Gross value means the valuation range of the BVI estate without deduction of debts, encumbrances, funeral expenses or death duties. The BVI estate value will fall into any one of these brackets:
- Below US$50,000
- US$50,000 – US$250,000
- US$250,001 – US$500,000
- US$500,001 – US$1,000,000
- US$1,000,001 – US$5,000,000
- Over US$5,000,000
Filing an estate account
Under the old rules, the applicant undertook to file in the Registration Office within 12 calendar months from the date of the grant a statement and account of the administration of the deceased’s estate. In practice, save for exceptional circumstances, such filing was rarely enforced. This practice is now reflected in the New Rules.
The new statutory form provides that the applicant will render a just and true account of the estate administration whenever required by law to do so.
Form of advertisement
The applicant is required to advertise the application on not less than two occasions in two weeks in a local BVI newspaper.
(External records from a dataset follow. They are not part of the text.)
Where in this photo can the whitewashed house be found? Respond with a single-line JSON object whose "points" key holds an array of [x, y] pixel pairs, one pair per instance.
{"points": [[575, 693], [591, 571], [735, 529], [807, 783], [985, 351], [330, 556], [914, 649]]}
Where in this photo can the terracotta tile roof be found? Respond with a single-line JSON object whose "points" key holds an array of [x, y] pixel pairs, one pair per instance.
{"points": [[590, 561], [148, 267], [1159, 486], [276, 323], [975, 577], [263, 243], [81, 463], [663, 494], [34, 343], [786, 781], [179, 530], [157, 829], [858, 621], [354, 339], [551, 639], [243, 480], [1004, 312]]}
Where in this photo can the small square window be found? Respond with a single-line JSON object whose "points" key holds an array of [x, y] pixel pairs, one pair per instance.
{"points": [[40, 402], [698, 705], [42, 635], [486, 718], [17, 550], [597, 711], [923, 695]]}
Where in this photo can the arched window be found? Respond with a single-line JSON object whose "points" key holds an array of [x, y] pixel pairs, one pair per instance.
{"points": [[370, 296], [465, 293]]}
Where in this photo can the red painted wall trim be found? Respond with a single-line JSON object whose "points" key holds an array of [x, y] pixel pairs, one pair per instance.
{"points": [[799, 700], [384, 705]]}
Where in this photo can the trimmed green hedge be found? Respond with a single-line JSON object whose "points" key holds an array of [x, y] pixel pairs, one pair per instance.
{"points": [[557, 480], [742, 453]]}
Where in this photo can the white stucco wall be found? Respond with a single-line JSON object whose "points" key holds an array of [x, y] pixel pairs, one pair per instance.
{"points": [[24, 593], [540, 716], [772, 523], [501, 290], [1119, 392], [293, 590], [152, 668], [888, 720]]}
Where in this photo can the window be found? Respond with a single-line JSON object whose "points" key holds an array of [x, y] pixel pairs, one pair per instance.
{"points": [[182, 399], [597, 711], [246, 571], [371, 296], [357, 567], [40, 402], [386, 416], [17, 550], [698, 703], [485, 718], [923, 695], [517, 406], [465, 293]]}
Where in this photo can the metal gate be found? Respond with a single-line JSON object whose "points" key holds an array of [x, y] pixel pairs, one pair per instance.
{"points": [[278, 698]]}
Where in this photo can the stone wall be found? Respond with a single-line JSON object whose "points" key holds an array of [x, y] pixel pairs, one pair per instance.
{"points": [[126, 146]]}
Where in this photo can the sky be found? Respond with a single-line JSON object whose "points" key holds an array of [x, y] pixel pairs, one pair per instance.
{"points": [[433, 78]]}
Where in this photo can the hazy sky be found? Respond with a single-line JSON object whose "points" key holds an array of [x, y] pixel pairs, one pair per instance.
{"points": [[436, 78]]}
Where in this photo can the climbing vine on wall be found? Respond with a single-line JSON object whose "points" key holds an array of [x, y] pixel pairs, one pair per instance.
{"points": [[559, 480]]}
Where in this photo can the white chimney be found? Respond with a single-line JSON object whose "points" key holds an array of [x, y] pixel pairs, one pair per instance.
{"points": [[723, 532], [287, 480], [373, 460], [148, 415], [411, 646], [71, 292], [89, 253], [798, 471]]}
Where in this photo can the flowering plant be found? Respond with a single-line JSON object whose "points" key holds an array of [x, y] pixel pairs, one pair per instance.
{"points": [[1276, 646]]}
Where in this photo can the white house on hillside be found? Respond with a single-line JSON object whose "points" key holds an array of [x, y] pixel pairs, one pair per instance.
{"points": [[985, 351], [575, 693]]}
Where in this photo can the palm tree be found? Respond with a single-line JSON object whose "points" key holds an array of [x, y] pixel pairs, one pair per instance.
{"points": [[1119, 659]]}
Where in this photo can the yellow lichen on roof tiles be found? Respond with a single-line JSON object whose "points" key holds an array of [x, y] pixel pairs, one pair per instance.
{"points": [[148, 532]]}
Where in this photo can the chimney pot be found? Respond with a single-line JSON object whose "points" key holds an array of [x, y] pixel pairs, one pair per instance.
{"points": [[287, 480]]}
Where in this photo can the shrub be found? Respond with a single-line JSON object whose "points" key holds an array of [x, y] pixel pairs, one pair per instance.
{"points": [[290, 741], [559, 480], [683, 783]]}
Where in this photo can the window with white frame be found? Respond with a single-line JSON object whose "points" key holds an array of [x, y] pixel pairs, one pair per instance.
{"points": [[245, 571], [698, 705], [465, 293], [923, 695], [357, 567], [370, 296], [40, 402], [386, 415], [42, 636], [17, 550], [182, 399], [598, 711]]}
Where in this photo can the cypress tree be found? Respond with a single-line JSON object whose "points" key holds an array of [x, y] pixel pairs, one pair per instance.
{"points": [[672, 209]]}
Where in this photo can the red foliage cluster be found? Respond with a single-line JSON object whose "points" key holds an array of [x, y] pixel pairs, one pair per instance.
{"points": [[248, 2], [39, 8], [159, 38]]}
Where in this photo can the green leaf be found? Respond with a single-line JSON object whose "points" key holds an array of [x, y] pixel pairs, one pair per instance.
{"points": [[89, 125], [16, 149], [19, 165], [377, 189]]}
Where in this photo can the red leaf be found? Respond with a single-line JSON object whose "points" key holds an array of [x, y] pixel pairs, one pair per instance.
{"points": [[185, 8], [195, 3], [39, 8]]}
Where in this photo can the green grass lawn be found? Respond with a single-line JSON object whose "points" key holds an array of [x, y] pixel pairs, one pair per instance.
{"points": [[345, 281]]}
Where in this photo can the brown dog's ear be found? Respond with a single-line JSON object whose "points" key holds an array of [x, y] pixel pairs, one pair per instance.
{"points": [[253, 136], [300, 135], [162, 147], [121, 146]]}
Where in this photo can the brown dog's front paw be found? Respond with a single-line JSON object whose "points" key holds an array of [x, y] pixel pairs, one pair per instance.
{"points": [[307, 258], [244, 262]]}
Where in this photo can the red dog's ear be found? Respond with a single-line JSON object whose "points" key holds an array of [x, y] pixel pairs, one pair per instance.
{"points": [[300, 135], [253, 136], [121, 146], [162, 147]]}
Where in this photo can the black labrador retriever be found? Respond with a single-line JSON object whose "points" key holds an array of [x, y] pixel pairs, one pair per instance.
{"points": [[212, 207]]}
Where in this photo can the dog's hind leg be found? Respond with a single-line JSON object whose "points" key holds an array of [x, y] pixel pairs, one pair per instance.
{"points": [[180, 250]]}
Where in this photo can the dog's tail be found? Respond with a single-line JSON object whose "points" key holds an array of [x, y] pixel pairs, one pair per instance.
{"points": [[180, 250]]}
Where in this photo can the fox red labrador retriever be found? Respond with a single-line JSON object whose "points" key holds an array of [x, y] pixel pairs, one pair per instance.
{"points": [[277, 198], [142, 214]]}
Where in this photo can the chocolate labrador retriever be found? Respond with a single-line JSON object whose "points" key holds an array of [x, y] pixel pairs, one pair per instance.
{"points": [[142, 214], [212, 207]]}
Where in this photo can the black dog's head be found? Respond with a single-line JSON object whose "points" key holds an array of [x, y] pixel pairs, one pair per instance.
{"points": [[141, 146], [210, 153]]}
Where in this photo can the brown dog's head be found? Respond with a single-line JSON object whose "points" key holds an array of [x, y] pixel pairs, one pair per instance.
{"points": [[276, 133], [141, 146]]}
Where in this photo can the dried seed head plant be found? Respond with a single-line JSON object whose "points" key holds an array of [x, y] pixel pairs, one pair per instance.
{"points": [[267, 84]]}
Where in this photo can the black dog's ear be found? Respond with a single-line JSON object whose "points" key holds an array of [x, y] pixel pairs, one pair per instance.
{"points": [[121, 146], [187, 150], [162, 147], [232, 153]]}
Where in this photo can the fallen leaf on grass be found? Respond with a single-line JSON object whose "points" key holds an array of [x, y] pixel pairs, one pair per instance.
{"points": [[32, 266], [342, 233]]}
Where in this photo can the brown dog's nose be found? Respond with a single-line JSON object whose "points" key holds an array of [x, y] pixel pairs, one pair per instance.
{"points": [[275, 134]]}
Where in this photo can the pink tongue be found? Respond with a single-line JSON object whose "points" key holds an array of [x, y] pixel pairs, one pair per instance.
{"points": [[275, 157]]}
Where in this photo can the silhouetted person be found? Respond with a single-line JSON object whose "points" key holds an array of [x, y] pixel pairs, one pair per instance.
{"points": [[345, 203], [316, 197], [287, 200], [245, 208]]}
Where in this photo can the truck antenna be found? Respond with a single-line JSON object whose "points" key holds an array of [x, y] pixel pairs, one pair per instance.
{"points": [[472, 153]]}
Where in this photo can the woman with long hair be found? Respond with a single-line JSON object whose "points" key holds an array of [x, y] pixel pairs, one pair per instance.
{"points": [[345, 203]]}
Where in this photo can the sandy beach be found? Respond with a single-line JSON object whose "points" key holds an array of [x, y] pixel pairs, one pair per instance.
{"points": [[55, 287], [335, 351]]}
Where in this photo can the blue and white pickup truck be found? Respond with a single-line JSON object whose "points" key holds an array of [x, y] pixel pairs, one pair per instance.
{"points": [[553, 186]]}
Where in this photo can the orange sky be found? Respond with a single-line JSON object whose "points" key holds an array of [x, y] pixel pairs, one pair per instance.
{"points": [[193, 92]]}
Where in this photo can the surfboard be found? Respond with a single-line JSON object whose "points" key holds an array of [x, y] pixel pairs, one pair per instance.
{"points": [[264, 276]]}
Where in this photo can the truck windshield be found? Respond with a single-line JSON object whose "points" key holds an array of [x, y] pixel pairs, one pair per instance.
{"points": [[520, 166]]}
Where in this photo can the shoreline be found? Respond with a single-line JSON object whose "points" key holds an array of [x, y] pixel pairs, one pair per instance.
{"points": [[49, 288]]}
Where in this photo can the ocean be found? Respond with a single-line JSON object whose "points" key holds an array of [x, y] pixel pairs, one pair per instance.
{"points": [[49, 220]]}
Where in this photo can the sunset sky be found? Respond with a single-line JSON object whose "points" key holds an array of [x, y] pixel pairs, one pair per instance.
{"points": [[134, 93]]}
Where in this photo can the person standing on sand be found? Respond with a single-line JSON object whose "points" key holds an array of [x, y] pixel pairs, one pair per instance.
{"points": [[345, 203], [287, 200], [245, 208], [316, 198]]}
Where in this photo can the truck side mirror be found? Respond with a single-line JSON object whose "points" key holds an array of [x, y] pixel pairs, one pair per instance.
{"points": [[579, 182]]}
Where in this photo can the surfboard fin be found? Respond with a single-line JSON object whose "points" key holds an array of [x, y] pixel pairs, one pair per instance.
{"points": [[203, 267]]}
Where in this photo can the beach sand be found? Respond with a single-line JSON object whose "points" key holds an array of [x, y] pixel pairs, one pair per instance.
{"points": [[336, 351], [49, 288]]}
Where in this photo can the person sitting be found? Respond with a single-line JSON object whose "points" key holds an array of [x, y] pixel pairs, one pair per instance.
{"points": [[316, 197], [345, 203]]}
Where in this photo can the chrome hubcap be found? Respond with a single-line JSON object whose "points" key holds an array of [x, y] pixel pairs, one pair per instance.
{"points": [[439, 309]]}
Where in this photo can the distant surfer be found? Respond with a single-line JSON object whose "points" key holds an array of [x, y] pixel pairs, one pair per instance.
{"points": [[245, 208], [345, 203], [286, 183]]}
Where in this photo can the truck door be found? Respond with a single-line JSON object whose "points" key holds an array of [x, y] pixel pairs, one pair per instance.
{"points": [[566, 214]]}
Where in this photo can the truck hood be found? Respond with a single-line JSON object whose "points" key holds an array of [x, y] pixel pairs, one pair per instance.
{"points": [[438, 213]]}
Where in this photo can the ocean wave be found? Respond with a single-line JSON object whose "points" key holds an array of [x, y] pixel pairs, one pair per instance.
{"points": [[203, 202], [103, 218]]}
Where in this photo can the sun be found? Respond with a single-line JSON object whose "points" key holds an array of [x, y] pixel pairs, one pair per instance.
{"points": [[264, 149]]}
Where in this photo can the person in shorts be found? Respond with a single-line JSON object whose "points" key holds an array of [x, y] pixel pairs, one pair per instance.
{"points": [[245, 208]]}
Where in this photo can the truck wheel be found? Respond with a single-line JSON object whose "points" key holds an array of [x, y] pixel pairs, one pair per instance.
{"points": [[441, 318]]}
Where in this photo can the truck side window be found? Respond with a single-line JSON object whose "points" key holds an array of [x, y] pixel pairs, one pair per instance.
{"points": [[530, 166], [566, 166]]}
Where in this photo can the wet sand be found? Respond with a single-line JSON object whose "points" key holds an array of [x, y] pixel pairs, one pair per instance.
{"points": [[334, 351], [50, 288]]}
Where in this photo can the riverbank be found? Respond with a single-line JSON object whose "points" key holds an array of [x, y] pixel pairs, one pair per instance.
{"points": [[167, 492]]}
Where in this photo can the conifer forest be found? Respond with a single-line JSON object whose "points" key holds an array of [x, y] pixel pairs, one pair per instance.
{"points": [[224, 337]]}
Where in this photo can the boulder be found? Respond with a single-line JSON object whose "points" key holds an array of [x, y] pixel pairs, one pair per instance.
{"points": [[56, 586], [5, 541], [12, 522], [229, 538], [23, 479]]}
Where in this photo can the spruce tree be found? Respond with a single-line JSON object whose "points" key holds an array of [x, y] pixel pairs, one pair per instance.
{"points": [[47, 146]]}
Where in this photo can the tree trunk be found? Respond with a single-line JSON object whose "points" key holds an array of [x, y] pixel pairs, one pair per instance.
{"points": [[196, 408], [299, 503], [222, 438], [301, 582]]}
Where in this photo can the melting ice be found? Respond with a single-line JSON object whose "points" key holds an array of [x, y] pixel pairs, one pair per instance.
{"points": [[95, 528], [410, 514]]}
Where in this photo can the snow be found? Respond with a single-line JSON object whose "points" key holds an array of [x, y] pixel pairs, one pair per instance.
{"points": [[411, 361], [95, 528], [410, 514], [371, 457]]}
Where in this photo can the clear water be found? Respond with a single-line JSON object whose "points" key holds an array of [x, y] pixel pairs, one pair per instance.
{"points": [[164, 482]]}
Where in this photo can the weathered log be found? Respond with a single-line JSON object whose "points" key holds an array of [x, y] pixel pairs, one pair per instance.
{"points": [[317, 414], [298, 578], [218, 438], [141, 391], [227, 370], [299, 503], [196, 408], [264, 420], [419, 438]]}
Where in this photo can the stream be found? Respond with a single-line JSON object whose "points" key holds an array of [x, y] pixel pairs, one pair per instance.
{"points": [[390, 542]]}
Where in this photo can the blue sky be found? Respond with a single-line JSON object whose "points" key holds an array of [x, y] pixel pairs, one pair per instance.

While this requirement is the same as under the old rules, the form of such advertisement is now standardised. The information to be included in such advert is rather limited, only name, address and date of death of the deceased and the name and address of the applicant. No other personal information is required to be made public.
New filing fee schedule
There is a new fee schedule provided in Eastern Caribbean Supreme Court (Court Proceedings Fees) (Virgin Islands) Rules, 2017; the amount has increased and the categories of fees have been expanded as well. Part of the filing fees depends on the value of the BVI estate and there is a flat fee for an estate with a value of over US$5,000,000. Please refer to our briefing Increase in BVI Probate Fees for detail.
Beneficial ownership register
A grant in respect of shares in a BVI company may require notification and updating in respect of the beneficial ownership register of the relevant BVI company. If a deceased shareholder is a beneficial owner of a BVI company for the purpose of Beneficial Ownership Secure Search System Act 2017, the natural person acting as a personal representative of the deceased’s estate will become the succeeding beneficial owner.
The company is required to notify its BVI registered agent within 15 days of becoming aware of a change of any beneficial ownership information and the registered agent has a further 15 days to update its database. If the company fails to comply with the requirement without reasonable cause it is liable to a fine of maximum US$10,000.
If you wish to obtain a grant in respect of BVI company shares or other assets as quickly and cheaply as possible, it is critical to understand the New Rules so that the necessary documents are prepared in the correct form and filed with the necessary supporting evidence.
The grant application process can take from just a few months to more than a year, depending on whether the application is well prepared. If the application does not address all potential issues in advance, the Registry will send defective notice to ask for additional information and documents.
The Registry will not issue a grant unless and until all enquiries have been answered satisfactorily.